The datagram communication protocol, known as UDP (user datagram protocol), is a connectionless protocol, meaning that each time you send datagrams, you also need to send the local socket descriptor and the receiving socket's address. As you can tell, additional data must be sent each time a communication is made. In other words, a datagram is an independent, self-contained message sent over the network whose arrival, arrival time, and content are not guaranteed.”

 

Stream Communication or TCP (Transmission Control Protocol):

The stream communication protocol is known as TCP (transmission control protocol). Unlike UDP, TCP is a connection-oriented protocol.

To do communication over the TCP protocol, a connection must first be established between the pair of sockets.

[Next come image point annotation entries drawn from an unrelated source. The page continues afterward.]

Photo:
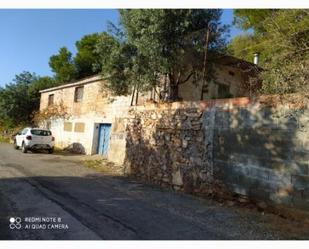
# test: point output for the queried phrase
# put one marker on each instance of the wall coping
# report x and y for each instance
(293, 100)
(84, 81)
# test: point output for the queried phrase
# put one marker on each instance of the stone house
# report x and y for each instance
(96, 120)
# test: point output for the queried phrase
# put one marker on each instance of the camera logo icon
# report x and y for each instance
(15, 223)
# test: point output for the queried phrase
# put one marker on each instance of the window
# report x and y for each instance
(231, 73)
(79, 127)
(51, 99)
(24, 131)
(79, 92)
(224, 91)
(67, 126)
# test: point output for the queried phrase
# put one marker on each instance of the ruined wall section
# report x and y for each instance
(256, 148)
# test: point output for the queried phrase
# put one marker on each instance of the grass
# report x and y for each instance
(103, 166)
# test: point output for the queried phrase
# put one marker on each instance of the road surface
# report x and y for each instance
(46, 196)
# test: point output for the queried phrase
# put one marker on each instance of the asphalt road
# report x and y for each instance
(56, 197)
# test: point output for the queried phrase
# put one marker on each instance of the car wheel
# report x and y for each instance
(23, 148)
(16, 147)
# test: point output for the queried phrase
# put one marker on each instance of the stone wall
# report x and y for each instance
(257, 148)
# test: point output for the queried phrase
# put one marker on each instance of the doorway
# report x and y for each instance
(103, 139)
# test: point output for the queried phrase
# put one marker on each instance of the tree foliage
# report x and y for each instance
(282, 39)
(20, 98)
(170, 42)
(86, 59)
(63, 66)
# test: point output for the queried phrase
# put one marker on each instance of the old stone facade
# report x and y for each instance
(80, 131)
(255, 148)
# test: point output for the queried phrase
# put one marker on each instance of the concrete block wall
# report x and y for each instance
(257, 148)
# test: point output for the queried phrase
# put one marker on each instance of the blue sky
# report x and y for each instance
(30, 37)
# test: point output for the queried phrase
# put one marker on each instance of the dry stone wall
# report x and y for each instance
(257, 148)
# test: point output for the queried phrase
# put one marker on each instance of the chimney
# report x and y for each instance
(256, 58)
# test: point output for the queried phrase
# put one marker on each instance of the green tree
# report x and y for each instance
(282, 39)
(252, 18)
(63, 66)
(123, 65)
(87, 59)
(171, 42)
(19, 99)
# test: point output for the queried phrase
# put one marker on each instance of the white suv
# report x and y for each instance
(34, 139)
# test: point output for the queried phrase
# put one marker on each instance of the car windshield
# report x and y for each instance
(40, 132)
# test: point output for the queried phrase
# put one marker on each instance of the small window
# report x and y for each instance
(24, 131)
(231, 73)
(51, 99)
(224, 91)
(79, 127)
(67, 126)
(79, 92)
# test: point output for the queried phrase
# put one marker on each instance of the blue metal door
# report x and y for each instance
(104, 135)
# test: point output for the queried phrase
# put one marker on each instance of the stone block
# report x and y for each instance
(300, 181)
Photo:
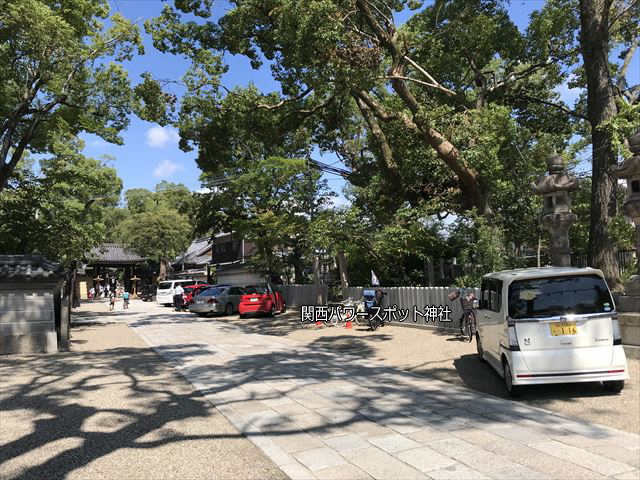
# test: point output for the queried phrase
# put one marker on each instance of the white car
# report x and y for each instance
(550, 325)
(166, 289)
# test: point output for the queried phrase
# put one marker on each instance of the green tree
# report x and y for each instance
(57, 81)
(59, 212)
(271, 202)
(159, 233)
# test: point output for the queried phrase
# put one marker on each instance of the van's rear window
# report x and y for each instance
(554, 296)
(255, 289)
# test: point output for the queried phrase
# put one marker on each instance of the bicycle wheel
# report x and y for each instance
(373, 323)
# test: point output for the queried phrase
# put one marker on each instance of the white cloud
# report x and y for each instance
(160, 137)
(567, 94)
(98, 143)
(166, 168)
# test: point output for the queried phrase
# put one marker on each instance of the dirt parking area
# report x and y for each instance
(112, 408)
(446, 357)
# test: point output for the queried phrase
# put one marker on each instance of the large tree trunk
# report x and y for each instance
(601, 107)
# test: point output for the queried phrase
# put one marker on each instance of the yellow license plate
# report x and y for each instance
(564, 328)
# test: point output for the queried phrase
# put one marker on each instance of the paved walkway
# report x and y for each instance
(318, 414)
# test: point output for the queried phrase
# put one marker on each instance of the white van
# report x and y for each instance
(550, 325)
(164, 295)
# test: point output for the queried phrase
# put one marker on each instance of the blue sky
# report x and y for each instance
(150, 152)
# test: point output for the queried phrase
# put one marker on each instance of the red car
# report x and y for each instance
(191, 291)
(262, 298)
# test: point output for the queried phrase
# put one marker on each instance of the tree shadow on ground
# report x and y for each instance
(343, 389)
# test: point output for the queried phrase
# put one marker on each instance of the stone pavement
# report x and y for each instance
(318, 414)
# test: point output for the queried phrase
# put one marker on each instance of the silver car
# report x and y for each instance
(219, 299)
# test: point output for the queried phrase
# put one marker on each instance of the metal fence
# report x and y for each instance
(418, 298)
(298, 295)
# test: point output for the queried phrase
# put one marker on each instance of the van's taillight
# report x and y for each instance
(617, 337)
(513, 338)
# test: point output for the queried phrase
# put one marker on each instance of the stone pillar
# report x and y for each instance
(629, 303)
(556, 214)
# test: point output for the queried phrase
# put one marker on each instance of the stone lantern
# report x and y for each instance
(629, 170)
(556, 214)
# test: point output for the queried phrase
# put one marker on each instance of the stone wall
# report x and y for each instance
(27, 317)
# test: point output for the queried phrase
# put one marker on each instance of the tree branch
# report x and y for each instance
(433, 81)
(562, 108)
(286, 100)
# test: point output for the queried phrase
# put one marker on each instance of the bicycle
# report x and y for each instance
(469, 321)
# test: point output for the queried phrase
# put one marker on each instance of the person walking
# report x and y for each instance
(177, 297)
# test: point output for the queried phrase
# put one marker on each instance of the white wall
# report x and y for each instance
(27, 318)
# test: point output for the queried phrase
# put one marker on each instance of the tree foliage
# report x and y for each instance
(58, 212)
(62, 74)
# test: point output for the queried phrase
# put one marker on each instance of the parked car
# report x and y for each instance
(166, 289)
(550, 325)
(264, 298)
(191, 291)
(217, 299)
(148, 293)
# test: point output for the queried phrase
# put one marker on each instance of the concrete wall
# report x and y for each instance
(27, 318)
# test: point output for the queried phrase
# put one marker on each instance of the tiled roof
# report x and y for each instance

While one of the sockets listens for a connection request (server), the other asks for a connection (client). Once two sockets have been connected, they can be used to transfer data in both (or either one of the) directions.

Now, you might ask what protocol you should use -- UDP or TCP? This depends on the client/server application you are writing. The following discussion shows the differences between the UDP and TCP protocols; this might help you decide which protocol you should use.

In UDP, as you have read above, every time you send a datagram, you should send the local descriptor and the socket address of the receiving socket along with it. Since TCP is a connection-oriented protocol, on the other hand, a connection must be established before communications between the pair of sockets start. So, there is a connection setup time in TCP.

In UDP, there is a size limit of 64 kilobytes on datagrams you can send to a specified location, while in TCP there is no limit. Once a connection is established, the pair of sockets behaves like streams: All available data are read immediately in the same order in which they are received.

UDP is an unreliable protocol -- there is no guarantee that the datagrams you have sent will be received in the same order by the receiving socket. On the other hand, TCP is a reliable protocol; it is guaranteed that the packets you send will be received in the order in which they were sent.

In short, TCP is useful for implementing network services -- such as remote login (rlogin, telnet) and file transfer (FTP) -- which require data of indefinite length to be transferred. UDP is less complex and incurs fewer overheads. It is often used in implementing client/server applications in distributed systems built over local area networks.